Antonieta Silva, de 41 anos, descobriu que afinal sabe cantar. A música faz parte da sua história, mas foi na cadeia que viu o seu talento reconhecido. Conta que os ensaios lhe tiram algum peso que traz consigo.

“Nós cantamos com alma e quando cantamos parece que aliviamos alma. É muito bom porque esquecemos os nossos problemas”.

Com o Beat na Montanha, o rap passou a fazer parte da história de Ana Cristina, de 41 anos, que sempre gostou de ir a concertos, mas que nunca se imaginou em palco. Será uma experiência para partilhar com a filha de 15 anos a quem escreveu uma carta em 2021 premiada num concurso de escrita criativa lançado no Estabelecimento Prisional.

Maria de Fátima Afonso, de 53 anos, manifesta-se no grupo com uma energia contagiante. “As pessoas de etnia cigana gostam muito de dançar e cantar. Está no nosso ADN”, aponta, com orgulho.

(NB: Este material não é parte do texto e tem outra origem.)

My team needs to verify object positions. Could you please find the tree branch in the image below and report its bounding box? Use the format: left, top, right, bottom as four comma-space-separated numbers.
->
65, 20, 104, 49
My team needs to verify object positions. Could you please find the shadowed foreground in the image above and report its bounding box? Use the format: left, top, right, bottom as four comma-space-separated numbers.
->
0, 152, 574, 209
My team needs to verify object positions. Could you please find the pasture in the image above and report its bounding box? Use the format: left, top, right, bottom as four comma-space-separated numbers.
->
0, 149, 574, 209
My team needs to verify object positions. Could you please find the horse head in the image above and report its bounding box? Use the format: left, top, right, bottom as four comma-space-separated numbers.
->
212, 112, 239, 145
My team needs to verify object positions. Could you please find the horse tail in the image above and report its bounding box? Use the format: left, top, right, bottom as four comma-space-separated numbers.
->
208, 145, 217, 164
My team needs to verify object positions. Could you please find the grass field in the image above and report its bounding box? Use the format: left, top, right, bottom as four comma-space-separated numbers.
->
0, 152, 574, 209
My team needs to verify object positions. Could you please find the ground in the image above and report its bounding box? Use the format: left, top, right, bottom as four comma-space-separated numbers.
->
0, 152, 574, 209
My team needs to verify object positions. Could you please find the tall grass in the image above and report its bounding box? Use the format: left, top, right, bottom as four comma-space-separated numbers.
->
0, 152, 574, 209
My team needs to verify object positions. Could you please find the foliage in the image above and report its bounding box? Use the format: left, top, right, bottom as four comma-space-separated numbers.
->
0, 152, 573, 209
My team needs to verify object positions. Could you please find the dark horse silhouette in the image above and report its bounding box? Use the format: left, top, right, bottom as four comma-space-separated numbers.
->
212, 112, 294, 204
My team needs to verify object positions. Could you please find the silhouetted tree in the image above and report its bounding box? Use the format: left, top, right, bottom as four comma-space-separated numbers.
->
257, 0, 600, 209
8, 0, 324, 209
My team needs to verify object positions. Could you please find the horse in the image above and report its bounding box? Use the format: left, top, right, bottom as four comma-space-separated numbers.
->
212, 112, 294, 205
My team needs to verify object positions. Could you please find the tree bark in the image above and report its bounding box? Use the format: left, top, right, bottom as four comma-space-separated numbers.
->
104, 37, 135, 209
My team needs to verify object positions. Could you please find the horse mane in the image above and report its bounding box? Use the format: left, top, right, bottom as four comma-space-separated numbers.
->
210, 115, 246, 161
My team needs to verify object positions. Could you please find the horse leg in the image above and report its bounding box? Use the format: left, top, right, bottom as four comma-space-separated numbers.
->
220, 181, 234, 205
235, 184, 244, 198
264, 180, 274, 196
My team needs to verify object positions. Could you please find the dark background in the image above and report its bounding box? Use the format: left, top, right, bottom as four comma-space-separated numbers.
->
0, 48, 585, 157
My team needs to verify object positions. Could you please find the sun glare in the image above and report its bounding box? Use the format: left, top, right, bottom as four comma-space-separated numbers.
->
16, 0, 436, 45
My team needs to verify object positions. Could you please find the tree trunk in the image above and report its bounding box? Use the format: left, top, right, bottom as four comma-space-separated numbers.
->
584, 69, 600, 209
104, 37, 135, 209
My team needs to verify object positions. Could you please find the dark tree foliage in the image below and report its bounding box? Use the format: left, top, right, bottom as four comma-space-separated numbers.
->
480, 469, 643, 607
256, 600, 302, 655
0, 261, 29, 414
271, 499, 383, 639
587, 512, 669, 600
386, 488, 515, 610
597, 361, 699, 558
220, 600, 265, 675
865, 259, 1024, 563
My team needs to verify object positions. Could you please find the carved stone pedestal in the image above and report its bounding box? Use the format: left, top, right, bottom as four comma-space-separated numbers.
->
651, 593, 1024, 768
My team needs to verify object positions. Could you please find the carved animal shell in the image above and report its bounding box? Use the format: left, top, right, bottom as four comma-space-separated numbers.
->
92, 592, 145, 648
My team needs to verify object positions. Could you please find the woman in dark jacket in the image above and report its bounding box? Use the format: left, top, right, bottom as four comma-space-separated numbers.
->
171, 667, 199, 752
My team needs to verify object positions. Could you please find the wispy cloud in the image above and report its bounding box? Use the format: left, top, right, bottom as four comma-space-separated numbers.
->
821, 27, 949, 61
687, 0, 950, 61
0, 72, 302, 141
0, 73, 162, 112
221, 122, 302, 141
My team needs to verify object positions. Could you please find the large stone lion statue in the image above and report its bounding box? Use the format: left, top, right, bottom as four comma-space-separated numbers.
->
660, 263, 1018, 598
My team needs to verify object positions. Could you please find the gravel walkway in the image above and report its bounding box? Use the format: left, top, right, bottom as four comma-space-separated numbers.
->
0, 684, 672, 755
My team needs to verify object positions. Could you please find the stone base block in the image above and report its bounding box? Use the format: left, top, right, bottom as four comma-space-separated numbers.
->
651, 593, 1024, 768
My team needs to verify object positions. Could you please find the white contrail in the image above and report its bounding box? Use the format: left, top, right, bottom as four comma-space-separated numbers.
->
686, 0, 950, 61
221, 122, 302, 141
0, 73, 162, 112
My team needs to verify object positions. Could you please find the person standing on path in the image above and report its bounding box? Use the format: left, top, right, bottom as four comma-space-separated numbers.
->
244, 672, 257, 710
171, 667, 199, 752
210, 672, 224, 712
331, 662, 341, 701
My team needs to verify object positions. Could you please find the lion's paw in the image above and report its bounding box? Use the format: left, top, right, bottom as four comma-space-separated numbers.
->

Está entusiasmada com a ideia de subir ao palco do Teatro e conta que a família já está a preparar o vestuário para esse dia.

Aos 73 anos, Isabel de Fátima não se nega a nenhum desafio e diz que por isso lhe chamam “velha gaiteira”. Ao Beat na Montanha nunca falta e já avisou que se, entretanto, sair para casa quer regressar para subir ao palco do Teatro.

Alice Margarida, de 42 anos, aceitou entrar no projeto, avisando que não ia cantar, mas agora canta rap. O projeto trouxe-lhe liberdade para criar e também para pensar. “Quando aqui estamos a nossa cabeça está fora deste gradeamento. A gente voa”, confessa.

Para Maruja Maia, o projeto é “muito estimulante, porque o corpo está preso, mas a mente vagueia”.

Diz sentir que está a fazer uma coisa bem. “Fiz uma coisa má e estou a pagar. Mas ao mesmo tempo estão a dar-me uma oportunidade, posso fazer coisas boas”, aponta Maruja Maia.